After a quest of more than a decade, they
have discovered how to create an artificial version of
the sexual pheromone produced by willing female German
cockroaches – a scent so irresistible that even males
close to death by starvation will pass up a lump of meat
when they catch a whiff. By spraying the scent on
cockroach traps, a fatal attraction can be set up.
What Dr Coby Schal, an American
entomologist who first became obsessed with cockroaches
almost 30 years ago, described as "the ultimate eureka
moment" came recently at a pig farm. Male cockroaches
began scuttling towards the synthetic pheromone, proving
it was indistinguishable from the real thing.
Just one female German cockroach – the
most common variety of the pest found in Britain – can,
in ideal conditions, trigger a breeding cycle resulting
in a million new cockroaches within a year. Each insect
can lay one egg a month; each egg contains 40 babies.
Female cockroaches can produce eggs when they are a
month old: preventing fertilisation became a holy
grail.
The urge for male cockroaches to mate
with virgin females is much stronger than the desire to
gorge. The scientists discovered that they would head
for the females – or traps laced with the synthetic
pheromone – from up to 16 feet away.
On the other hand, the females prefer to
eat. They have sex only once but continue reproducing
throughout a lifespan of up to nine months.
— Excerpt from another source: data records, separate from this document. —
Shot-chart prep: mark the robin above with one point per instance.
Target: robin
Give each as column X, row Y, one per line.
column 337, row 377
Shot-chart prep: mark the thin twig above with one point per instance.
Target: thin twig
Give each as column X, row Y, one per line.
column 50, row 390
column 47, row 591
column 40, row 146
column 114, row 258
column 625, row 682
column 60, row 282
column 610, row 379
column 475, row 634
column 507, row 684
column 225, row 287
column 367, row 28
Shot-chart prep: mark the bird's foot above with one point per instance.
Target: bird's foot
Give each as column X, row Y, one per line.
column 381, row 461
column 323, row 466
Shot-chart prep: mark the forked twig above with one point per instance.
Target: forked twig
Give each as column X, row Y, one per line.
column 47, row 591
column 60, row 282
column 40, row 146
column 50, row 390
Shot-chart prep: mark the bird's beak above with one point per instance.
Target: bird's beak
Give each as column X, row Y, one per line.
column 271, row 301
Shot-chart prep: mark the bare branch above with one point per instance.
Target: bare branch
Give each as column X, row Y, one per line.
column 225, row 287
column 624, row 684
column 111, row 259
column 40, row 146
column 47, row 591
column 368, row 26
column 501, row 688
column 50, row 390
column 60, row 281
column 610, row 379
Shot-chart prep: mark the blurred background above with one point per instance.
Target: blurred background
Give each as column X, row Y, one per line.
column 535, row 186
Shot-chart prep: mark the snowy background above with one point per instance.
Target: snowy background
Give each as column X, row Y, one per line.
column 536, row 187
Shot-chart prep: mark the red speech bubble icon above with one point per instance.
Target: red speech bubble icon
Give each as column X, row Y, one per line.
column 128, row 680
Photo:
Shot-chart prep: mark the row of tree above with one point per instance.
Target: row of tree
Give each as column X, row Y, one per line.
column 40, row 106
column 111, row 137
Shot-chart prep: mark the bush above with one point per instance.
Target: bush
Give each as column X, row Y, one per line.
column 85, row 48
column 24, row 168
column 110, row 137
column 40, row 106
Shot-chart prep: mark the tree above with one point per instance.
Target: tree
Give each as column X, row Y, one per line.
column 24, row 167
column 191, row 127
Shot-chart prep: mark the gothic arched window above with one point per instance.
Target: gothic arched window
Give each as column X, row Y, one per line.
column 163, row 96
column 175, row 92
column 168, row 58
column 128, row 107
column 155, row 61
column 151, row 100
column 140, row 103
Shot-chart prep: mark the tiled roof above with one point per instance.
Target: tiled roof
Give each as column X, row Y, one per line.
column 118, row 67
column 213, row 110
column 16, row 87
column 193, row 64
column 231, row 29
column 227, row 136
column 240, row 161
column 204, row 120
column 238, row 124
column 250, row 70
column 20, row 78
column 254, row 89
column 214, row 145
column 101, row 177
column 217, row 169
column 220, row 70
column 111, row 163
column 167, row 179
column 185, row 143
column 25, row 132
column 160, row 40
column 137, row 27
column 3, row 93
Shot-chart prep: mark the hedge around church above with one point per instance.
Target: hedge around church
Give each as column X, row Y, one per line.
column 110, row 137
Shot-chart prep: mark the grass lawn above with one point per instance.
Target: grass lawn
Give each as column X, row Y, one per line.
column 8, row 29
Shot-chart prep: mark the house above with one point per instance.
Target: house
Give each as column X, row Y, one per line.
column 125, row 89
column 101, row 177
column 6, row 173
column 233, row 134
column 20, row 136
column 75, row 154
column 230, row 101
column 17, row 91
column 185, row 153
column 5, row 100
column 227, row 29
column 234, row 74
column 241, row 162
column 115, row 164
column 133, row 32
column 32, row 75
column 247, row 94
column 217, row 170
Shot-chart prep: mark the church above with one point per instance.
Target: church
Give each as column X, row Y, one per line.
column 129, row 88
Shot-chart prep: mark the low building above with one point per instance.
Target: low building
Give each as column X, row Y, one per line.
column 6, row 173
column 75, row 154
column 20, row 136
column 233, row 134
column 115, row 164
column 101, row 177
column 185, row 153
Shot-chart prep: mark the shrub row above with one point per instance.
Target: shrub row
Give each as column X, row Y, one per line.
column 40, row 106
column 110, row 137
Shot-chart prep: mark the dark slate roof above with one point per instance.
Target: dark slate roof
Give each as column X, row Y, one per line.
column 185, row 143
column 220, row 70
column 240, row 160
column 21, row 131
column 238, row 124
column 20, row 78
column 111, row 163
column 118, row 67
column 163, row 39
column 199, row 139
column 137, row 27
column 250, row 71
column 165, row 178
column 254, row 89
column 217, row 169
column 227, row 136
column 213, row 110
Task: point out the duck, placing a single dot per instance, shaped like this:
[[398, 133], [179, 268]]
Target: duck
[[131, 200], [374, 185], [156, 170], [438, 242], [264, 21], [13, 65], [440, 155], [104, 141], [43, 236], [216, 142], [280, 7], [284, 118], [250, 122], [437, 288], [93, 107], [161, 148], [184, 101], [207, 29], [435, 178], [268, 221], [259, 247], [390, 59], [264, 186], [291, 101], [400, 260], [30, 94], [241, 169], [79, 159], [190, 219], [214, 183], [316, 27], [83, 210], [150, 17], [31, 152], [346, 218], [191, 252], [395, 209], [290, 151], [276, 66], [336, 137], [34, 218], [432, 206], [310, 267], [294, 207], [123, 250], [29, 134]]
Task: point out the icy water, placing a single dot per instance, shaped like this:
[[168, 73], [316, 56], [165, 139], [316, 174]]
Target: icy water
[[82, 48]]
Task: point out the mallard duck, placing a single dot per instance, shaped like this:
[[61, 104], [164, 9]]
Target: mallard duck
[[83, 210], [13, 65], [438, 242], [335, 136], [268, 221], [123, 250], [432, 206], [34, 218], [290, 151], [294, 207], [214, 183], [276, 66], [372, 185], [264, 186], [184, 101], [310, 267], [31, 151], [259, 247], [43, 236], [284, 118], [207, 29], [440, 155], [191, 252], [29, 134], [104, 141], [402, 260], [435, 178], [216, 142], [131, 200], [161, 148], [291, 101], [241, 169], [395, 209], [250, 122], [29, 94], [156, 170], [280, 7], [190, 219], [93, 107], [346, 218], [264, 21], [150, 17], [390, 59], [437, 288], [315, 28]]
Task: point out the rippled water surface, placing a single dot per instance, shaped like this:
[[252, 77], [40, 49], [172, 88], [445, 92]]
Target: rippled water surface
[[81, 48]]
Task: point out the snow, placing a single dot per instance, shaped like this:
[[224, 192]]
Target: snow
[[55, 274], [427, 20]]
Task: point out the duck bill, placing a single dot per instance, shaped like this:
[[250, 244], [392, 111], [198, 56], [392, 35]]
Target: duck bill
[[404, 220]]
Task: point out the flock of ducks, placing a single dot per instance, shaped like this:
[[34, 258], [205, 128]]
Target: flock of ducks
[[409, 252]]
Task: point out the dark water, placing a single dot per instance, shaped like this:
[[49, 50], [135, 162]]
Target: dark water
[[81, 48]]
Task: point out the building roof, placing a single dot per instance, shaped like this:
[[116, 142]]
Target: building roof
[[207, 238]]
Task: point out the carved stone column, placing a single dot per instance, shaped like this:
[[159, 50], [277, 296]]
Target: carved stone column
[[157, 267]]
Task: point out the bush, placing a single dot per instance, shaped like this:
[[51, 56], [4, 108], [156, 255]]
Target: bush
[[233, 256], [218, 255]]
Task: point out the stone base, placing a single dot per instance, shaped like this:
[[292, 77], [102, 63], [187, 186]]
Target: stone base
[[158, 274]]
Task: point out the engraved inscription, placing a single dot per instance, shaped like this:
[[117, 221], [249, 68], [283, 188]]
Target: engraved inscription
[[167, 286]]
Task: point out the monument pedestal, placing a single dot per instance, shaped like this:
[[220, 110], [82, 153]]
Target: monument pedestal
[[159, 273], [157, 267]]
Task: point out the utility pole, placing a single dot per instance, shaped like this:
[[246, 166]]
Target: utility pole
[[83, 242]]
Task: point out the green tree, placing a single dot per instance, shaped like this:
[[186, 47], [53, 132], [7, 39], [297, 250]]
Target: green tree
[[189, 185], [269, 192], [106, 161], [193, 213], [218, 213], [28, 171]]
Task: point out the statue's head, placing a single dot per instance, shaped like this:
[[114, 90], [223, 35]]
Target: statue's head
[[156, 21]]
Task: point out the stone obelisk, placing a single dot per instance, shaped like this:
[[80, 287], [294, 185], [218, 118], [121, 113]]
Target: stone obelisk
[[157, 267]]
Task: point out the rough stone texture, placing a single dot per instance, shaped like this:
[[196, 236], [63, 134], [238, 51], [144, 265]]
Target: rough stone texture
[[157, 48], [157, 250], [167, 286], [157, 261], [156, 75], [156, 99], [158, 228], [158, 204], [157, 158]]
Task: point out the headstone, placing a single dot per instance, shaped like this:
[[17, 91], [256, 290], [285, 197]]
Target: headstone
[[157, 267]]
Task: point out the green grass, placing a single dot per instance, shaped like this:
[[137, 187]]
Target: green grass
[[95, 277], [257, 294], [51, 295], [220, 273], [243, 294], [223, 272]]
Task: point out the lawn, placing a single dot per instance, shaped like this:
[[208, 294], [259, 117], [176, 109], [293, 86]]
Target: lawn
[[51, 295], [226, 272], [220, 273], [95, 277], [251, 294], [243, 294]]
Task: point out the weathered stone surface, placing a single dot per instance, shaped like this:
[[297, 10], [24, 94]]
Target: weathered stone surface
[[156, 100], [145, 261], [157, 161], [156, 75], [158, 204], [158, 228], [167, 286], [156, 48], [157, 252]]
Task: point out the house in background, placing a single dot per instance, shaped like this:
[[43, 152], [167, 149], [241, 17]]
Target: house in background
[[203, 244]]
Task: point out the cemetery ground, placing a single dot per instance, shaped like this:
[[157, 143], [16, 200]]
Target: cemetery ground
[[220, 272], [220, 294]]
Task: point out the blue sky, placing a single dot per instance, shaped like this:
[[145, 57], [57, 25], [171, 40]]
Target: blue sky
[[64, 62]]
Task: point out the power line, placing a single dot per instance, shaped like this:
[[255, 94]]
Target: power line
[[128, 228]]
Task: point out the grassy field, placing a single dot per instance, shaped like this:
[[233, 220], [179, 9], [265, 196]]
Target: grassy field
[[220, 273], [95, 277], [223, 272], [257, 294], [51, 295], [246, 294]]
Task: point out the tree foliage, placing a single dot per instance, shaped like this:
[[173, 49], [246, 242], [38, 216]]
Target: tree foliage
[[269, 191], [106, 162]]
It was only
in 1993 that scientists discovered the natural
pheromone, released when the female lifts its wings and
lowers its abdomen.
The creation of the artificial version,
announced in an article last week in Science magazine by
Dr Schal and four other scientists, took another 10
years.
First, they had to separate the males,
juveniles and impregnated females. Then, 15,000 virgin
cockroaches were dissected to yield enough pheromone for
a proper study.
In the history of the battle between
mankind and cockroaches, however, this time is a mere
blip. Fossils suggest that cockroaches have been on
Earth for more than 200 million years. They eat almost
anything.
"Studies have shown that doses of
radiation that would kill a mammal have a negligible
effect on cockroaches," said Dr Schal, who keeps
millions of cockroaches in glass tanks smeared with
Vaseline in his laboratory at North Carolina State
University.
More than $1 billion (£528 million) a
year is spent in the United States in attempts to kill
cockroaches and other insects. Cockroaches spread
diseases including dysentry and cholera, and can cause
asthma in children.
Dr Schal warned against prematurely
declaring victory over the cockroach. A maximum of half
the adult population could be seduced by the artificial
pheromone and, in tests, only 80 per cent of males
responded to it.
He also confessed to mixed feelings about
their extermination. "There are 4,000 species of
cockroaches and less than one per cent of those are a
pest," he said. "A lot of the aversion to them is
social.
"Cockroaches do some amazing things. They
can communicate by sound, visually and through
pheromones. I really enjoy observing them,'' he said.
"Having said that, I also study ways to kill them."